Well, maybe. But what if those assumptions are wrong? According to the hsbc Group, the current account deficit could reach 8 percent of GDP by the end of the decade. That could push the United States' net external liabilities as high as 90 percent of GDP. When the United Kingdom accumulated net foreign debts of less than half this percentage, it was fighting World War II. In the war's aftermath, the resulting "sterling balances" owned by the rest of the world were one of the reasons the pound declined and lost its reserve currency status.

A sharp depreciation of the dollar relative to Asian currencies might not worry the majority of Americans, whose liabilities are all dollar-denominated. But its effect on Asia would be profound. Asian holders of dollar assets would suffer heavy capital losses in terms of their own currencies, and Asian exporters would lose some of their competitive advantage in the U.S. market.
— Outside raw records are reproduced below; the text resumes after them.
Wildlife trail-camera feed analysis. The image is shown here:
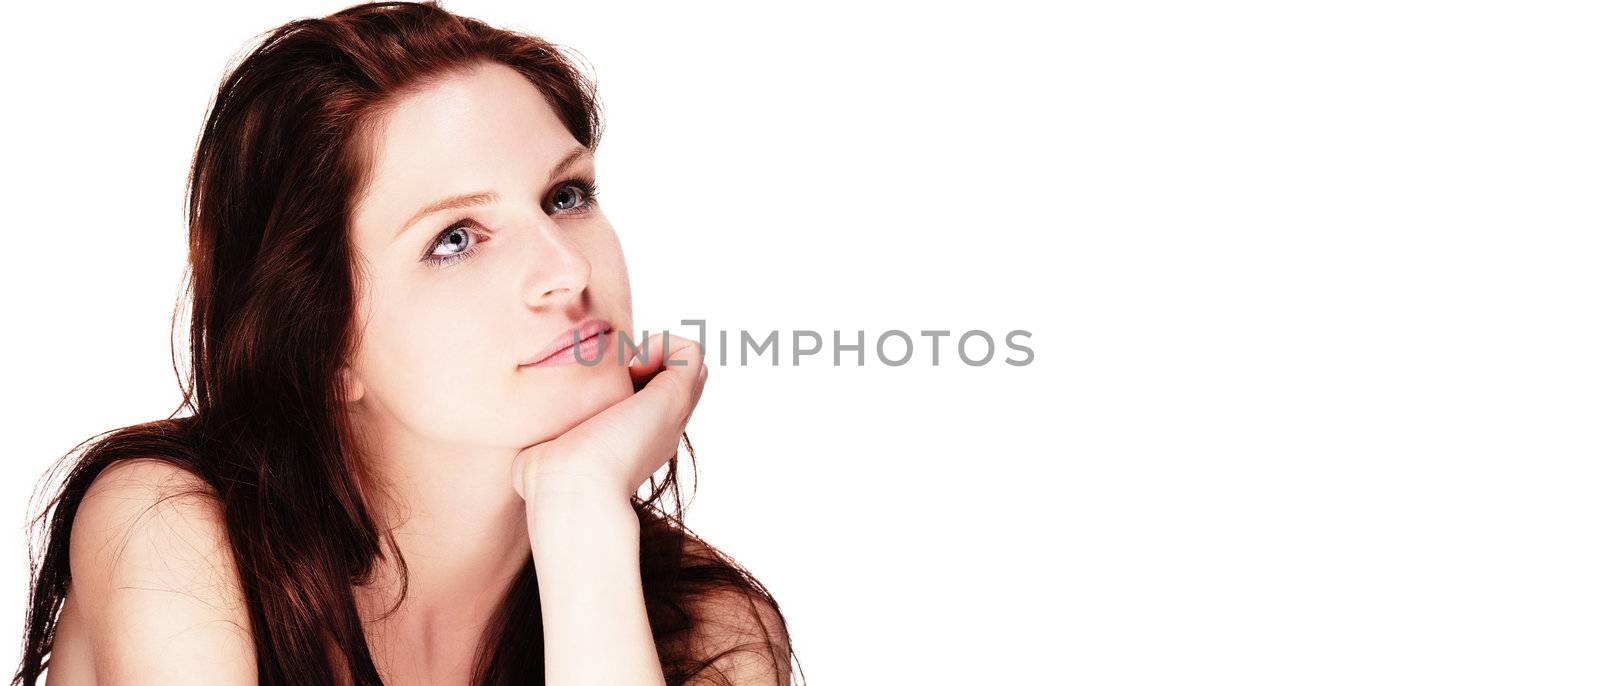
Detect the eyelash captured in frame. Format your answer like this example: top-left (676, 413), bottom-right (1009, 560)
top-left (422, 177), bottom-right (601, 269)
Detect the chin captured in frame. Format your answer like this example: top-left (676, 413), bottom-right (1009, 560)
top-left (525, 366), bottom-right (635, 441)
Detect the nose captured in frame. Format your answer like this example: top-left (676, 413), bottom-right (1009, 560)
top-left (520, 216), bottom-right (592, 309)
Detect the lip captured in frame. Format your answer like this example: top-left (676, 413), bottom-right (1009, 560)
top-left (518, 318), bottom-right (613, 367)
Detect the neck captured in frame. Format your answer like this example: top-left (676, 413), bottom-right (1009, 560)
top-left (348, 412), bottom-right (532, 678)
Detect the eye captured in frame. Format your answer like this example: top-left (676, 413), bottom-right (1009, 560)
top-left (423, 221), bottom-right (485, 268)
top-left (548, 178), bottom-right (599, 214)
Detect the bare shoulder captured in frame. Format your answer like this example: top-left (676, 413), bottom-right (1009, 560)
top-left (677, 534), bottom-right (794, 686)
top-left (68, 458), bottom-right (256, 684)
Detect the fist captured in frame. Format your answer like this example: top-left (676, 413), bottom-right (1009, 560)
top-left (509, 331), bottom-right (708, 507)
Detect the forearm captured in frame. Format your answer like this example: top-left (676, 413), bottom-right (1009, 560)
top-left (528, 495), bottom-right (666, 686)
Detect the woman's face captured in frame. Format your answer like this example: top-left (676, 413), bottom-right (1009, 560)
top-left (343, 61), bottom-right (634, 452)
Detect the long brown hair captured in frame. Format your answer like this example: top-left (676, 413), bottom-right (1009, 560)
top-left (12, 3), bottom-right (801, 684)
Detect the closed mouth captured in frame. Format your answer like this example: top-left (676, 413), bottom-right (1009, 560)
top-left (520, 319), bottom-right (613, 367)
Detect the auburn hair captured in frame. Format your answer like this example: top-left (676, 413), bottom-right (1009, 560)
top-left (12, 2), bottom-right (800, 684)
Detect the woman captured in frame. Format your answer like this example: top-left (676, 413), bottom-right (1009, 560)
top-left (12, 2), bottom-right (799, 684)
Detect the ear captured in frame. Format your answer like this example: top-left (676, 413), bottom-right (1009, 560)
top-left (338, 366), bottom-right (365, 403)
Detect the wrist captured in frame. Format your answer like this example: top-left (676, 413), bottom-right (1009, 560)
top-left (526, 490), bottom-right (639, 544)
top-left (520, 439), bottom-right (633, 505)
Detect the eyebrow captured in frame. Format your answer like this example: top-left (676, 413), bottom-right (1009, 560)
top-left (391, 146), bottom-right (595, 241)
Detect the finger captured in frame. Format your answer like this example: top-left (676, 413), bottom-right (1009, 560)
top-left (628, 331), bottom-right (704, 387)
top-left (686, 362), bottom-right (708, 425)
top-left (626, 332), bottom-right (670, 386)
top-left (663, 348), bottom-right (709, 435)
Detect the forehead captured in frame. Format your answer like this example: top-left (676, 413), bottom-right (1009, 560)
top-left (351, 61), bottom-right (578, 239)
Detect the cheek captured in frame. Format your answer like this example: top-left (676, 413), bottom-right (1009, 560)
top-left (359, 291), bottom-right (518, 440)
top-left (586, 227), bottom-right (633, 315)
top-left (357, 272), bottom-right (638, 448)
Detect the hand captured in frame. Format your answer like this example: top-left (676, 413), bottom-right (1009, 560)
top-left (509, 331), bottom-right (708, 509)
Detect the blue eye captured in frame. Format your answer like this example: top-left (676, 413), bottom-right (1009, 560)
top-left (423, 222), bottom-right (482, 268)
top-left (420, 178), bottom-right (597, 269)
top-left (549, 178), bottom-right (598, 213)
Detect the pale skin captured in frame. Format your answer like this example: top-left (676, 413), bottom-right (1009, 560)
top-left (55, 61), bottom-right (783, 685)
top-left (338, 58), bottom-right (704, 684)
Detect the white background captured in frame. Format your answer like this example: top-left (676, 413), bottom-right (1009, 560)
top-left (3, 1), bottom-right (1597, 684)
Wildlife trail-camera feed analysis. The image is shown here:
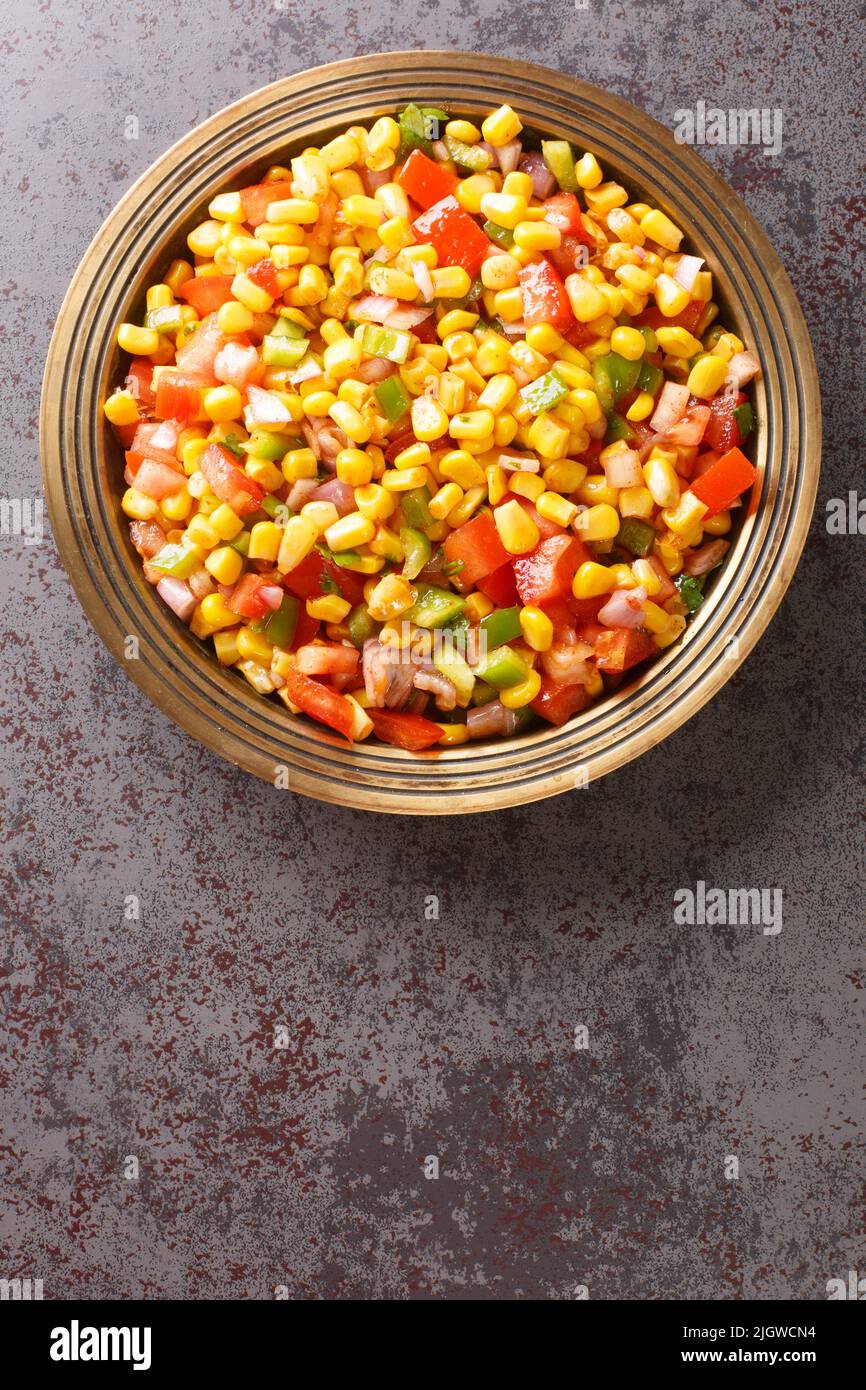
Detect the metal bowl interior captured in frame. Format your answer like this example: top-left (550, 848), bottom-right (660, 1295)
top-left (40, 51), bottom-right (820, 814)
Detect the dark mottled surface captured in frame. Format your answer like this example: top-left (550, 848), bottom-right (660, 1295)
top-left (1, 0), bottom-right (863, 1300)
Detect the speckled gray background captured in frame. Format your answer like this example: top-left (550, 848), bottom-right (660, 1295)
top-left (1, 0), bottom-right (863, 1300)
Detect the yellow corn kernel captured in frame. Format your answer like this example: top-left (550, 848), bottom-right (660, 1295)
top-left (606, 207), bottom-right (645, 247)
top-left (202, 385), bottom-right (243, 423)
top-left (212, 629), bottom-right (242, 666)
top-left (640, 600), bottom-right (669, 636)
top-left (230, 273), bottom-right (273, 312)
top-left (501, 469), bottom-right (541, 505)
top-left (536, 490), bottom-right (577, 527)
top-left (479, 463), bottom-right (505, 506)
top-left (564, 275), bottom-right (607, 323)
top-left (244, 520), bottom-right (281, 562)
top-left (187, 220), bottom-right (222, 257)
top-left (306, 594), bottom-right (352, 623)
top-left (494, 498), bottom-right (540, 555)
top-left (206, 191), bottom-right (243, 223)
top-left (377, 214), bottom-right (413, 252)
top-left (366, 572), bottom-right (417, 622)
top-left (626, 391), bottom-right (655, 423)
top-left (198, 593), bottom-right (241, 631)
top-left (324, 511), bottom-right (376, 551)
top-left (235, 626), bottom-right (274, 664)
top-left (301, 389), bottom-right (336, 419)
top-left (513, 220), bottom-right (561, 252)
top-left (426, 266), bottom-right (470, 300)
top-left (631, 557), bottom-right (662, 595)
top-left (619, 485), bottom-right (654, 519)
top-left (500, 171), bottom-right (532, 202)
top-left (479, 191), bottom-right (528, 230)
top-left (643, 448), bottom-right (681, 508)
top-left (615, 264), bottom-right (656, 297)
top-left (290, 264), bottom-right (329, 306)
top-left (584, 181), bottom-right (628, 216)
top-left (575, 152), bottom-right (603, 190)
top-left (444, 118), bottom-right (480, 144)
top-left (325, 399), bottom-right (368, 445)
top-left (103, 389), bottom-right (140, 427)
top-left (572, 503), bottom-right (620, 543)
top-left (429, 482), bottom-right (464, 520)
top-left (540, 460), bottom-right (585, 494)
top-left (446, 408), bottom-right (492, 442)
top-left (203, 545), bottom-right (243, 586)
top-left (368, 115), bottom-right (401, 156)
top-left (368, 524), bottom-right (403, 563)
top-left (526, 413), bottom-right (570, 460)
top-left (661, 489), bottom-right (709, 536)
top-left (656, 326), bottom-right (703, 358)
top-left (186, 511), bottom-right (222, 549)
top-left (515, 606), bottom-right (552, 654)
top-left (332, 447), bottom-right (371, 488)
top-left (116, 323), bottom-right (160, 356)
top-left (609, 325), bottom-right (646, 362)
top-left (163, 258), bottom-right (194, 293)
top-left (573, 561), bottom-right (617, 599)
top-left (464, 591), bottom-right (494, 622)
top-left (474, 373), bottom-right (515, 414)
top-left (500, 668), bottom-right (541, 709)
top-left (703, 509), bottom-right (732, 537)
top-left (354, 483), bottom-right (395, 521)
top-left (407, 393), bottom-right (447, 443)
top-left (204, 503), bottom-right (241, 542)
top-left (243, 457), bottom-right (282, 492)
top-left (375, 183), bottom-right (411, 221)
top-left (445, 485), bottom-right (486, 526)
top-left (653, 273), bottom-right (690, 318)
top-left (687, 354), bottom-right (730, 399)
top-left (280, 448), bottom-right (317, 484)
top-left (640, 209), bottom-right (684, 252)
top-left (213, 300), bottom-right (253, 336)
top-left (120, 487), bottom-right (159, 520)
top-left (522, 325), bottom-right (561, 358)
top-left (481, 104), bottom-right (523, 147)
top-left (277, 515), bottom-right (319, 573)
top-left (341, 193), bottom-right (383, 229)
top-left (655, 535), bottom-right (683, 576)
top-left (431, 722), bottom-right (466, 746)
top-left (381, 466), bottom-right (431, 493)
top-left (483, 290), bottom-right (519, 328)
top-left (319, 133), bottom-right (360, 172)
top-left (159, 487), bottom-right (192, 522)
top-left (455, 171), bottom-right (497, 214)
top-left (652, 612), bottom-right (687, 649)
According to Michael Mussa of the Institute for International Economics, lowering the U.S. deficit to 2 percent of GDP over the next few years would require a further 20 percent decline in the dollar. The economists Maurice Obstfeld and Kenneth Rogoff estimate that the fall could be as much as 40 percent. And the University of California at Berkeley's Brad de Long has pointed out that,

[i]f the private market--which knows that with high probability the dollar is going down someday--decides that that someday has come and that the dollar is going down now, then all the Asian central banks in the world cannot stop it [emphasis in original].

That day may be fast approaching. In the words of Federal Reserve Board Chairman Alan Greenspan last November, "the desire of investors to add dollar claims to their portfolios" must have a limit; a "continued financing even of today's current account deficits ... doubtless will, at some future point, increase shares of dollar claims in investor portfolios to levels that imply an unacceptable amount of concentration risk."